The recommended daily dose of paracetamol is approximately 60 mg/kg/day, divided into 4 or 6 doses per day, i.e., 15 mg/kg every 6 hours or 10 mg/kg every 4 hours.

• Children weighing between 33 and 40 kg: 1 tablet per dose every 6 hours, up to a maximum of 4 tablets per day.
• Children weighing between 41 and 50 kg: 1 tablet per dose every 4–6 hours, up to a maximum of 6 tablets per day.

Patients with liver disease: You must consult your doctor before taking this medicine.
You should take only the amount prescribed by your doctor, with a minimum interval of 8 hours between doses.
Do not exceed 2 grams or 4 tablets of 500 mg paracetamol in 24 hours.

Patients with kidney disease: You must consult your doctor before taking this medicine. Take a maximum of 500 mg per dose.

Elderly patients: You should consult your doctor.

Use in children and adolescents:

Do not use in children under 12 years of age.

If you feel that the effect of paracetamol is too strong or too weak, inform your doctor or pharmacist.

When doses lower than 500 mg of paracetamol per dose are required, other formulations of paracetamol better suited to the required dosage should be used.

If you take more Paracetamol Teva Group than you should:

You should contact your doctor or pharmacist immediately.

Symptoms of overdose may include dizziness, vomiting, loss of appetite, yellowing of the skin and eyes (jaundice), and abdominal pain.

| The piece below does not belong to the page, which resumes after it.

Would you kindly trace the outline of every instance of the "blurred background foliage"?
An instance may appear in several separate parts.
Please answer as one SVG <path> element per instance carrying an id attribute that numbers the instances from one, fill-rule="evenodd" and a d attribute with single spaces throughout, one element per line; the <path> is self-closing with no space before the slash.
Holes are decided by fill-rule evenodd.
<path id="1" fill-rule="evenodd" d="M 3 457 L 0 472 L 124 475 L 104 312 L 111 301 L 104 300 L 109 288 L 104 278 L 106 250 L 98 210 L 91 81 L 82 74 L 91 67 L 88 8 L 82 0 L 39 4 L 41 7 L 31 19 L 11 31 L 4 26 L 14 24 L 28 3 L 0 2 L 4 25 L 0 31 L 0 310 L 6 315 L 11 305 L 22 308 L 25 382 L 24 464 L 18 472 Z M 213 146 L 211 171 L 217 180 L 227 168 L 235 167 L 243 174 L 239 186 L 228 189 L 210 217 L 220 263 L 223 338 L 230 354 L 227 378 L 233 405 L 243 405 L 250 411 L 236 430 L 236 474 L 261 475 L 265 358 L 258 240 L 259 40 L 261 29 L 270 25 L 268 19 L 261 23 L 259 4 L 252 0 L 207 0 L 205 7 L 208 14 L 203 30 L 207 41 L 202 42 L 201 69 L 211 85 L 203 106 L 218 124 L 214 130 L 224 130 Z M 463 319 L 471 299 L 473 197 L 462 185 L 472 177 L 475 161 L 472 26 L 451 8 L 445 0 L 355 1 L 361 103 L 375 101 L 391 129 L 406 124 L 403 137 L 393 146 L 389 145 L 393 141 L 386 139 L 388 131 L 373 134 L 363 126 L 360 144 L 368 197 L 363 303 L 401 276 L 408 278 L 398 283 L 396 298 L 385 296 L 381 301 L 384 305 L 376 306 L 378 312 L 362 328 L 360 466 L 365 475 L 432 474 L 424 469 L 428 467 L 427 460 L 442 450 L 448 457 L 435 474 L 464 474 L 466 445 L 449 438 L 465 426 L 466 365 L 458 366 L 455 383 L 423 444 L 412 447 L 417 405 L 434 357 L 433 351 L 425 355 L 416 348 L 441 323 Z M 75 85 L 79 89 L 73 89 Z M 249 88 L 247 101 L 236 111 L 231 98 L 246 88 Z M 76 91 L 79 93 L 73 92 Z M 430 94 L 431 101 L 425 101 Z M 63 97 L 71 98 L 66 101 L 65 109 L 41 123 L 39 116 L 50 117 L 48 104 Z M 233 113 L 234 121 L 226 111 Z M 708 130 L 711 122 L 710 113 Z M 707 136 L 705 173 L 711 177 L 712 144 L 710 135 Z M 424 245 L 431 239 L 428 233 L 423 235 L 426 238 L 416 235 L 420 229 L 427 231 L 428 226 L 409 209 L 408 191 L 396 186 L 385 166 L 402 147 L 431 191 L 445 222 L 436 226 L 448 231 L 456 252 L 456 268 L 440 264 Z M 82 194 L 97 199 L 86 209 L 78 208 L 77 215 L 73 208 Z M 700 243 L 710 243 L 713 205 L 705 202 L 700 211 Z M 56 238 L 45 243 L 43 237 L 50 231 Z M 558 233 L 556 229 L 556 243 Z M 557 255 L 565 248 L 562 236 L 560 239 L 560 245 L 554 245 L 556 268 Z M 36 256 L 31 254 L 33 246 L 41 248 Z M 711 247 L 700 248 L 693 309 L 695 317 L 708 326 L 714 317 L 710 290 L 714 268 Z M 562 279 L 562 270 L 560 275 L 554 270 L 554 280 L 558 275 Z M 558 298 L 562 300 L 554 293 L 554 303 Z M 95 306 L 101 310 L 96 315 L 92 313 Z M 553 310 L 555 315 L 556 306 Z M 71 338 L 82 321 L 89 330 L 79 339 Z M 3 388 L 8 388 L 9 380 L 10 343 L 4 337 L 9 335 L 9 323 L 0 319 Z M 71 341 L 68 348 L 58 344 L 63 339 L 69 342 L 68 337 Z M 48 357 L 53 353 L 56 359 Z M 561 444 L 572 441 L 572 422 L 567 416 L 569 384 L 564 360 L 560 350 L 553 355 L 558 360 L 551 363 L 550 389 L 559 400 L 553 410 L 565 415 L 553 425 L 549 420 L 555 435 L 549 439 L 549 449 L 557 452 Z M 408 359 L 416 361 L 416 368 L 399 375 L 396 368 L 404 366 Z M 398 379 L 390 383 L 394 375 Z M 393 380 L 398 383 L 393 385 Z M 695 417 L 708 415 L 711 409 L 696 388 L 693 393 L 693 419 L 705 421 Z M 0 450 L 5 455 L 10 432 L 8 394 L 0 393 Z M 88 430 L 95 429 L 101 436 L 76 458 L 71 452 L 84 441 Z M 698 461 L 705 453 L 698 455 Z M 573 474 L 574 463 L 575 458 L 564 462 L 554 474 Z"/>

If you have taken an overdose, you should go immediately to a medical center even if you do not have symptoms, as symptoms often do not appear until 3 days after the overdose, even in cases of severe poisoning.

Treatment for overdose is most effective if started within 4 hours of taking the medicine.

Patients undergoing treatment with barbiturates or chronic alcoholics may be more susceptible to the toxicity of a paracetamol overdose.

In case of overdose or accidental ingestion, contact your doctor or pharmacist immediately or call the Toxicology Information Service (telephone 91 562 04 20), indicating the medicine and the amount ingested.

If you forget to take Paracetamol Teva Group:

Do not take a double dose to make up for the missed dose. Simply take the missed dose as soon as you remember, and then take the following doses at the recommended intervals (at least 4 hours apart).

4. Possible adverse effects

Like all medicines, this medicine can cause adverse effects, although not everyone will experience them.

Rare adverse effects (occurring in up to 1 in 1,000 people) include: malaise, low blood pressure (hypotension), and increased blood transaminase levels.

Very rare adverse effects (occurring in up to 1 in 10,000 people) include: kidney disorders, cloudy urine, allergic dermatitis (skin rash), jaundice (yellowing of the skin), blood disorders (agranulocytosis, leucopenia, neutropenia, haemolytic anaemia), and hypoglycaemia (low blood sugar). Very rare cases of serious skin reactions have been reported.

Paracetamol may damage the liver when taken at high doses or during prolonged treatment.

Adverse effects not known (frequency cannot be estimated from available data): A serious condition that may cause the blood to become more acidic (called metabolic acidosis) in patients with severe illness who are using paracetamol (see section 2).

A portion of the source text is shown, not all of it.